2. Again, blurry, keep trying at the panning shots, they are hard to do

3. More contrast, they blend in too much with the forest, she looks pissed off

4. I like the concept, would have cloned out the SUV at the end of the street, shot is too far to really see any of the people, maybe burn them a tad and give them a little more contrast so you can make out some of their details.

5. Too much dead space, I know you are following rule of thirds but there is not enough subject in this.

6.  Bride's nose looks like it has suntan lotion on it. Tweek the contrast a little, try to get rid of the super white nose

7. Nice color in the sky....who are those people standing on the hill? Can't tell, they are too dark and far away.

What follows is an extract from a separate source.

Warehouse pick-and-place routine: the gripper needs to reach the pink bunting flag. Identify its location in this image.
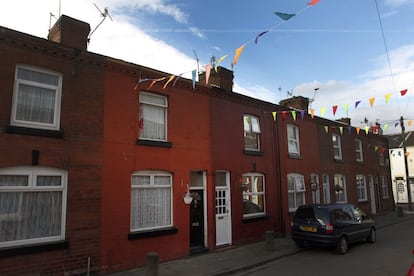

8. I like this one, maybe just a little more saturation

9. I like the train running by in the background. Tad more contrast again.

10.  Not a fan of this one, JMO

11. Good lighting, great pose, great expression

12. Nice cake shot.

13. I like it except for the woman in the left. Cropping would be too tight and cut off some of the bride's arm, swinging out into the aisle a little more would have helped that. Cloning her out might not be too hard.

14. Good lighting, nice colors, kind of wish the groom was looking at the camera and the bride was looking at him

15. Needs to be closer. Can't make out the bride and groom. Otherwise technically good

16. I am not a fan of this one. Too many branches in the way. Otherwise good concept

17. No. The veil is too much in the way, looks too soft, underexposed.

18. I like this one. Maybe a little bit of a tighter crop

19. Good expression, very pretty bride, in focus, maybe a little less red on the left.

20. The light from the windows is too blown out, you can't see the details in the dress.

21. Again, too many branches in the way of his face but I like the concept.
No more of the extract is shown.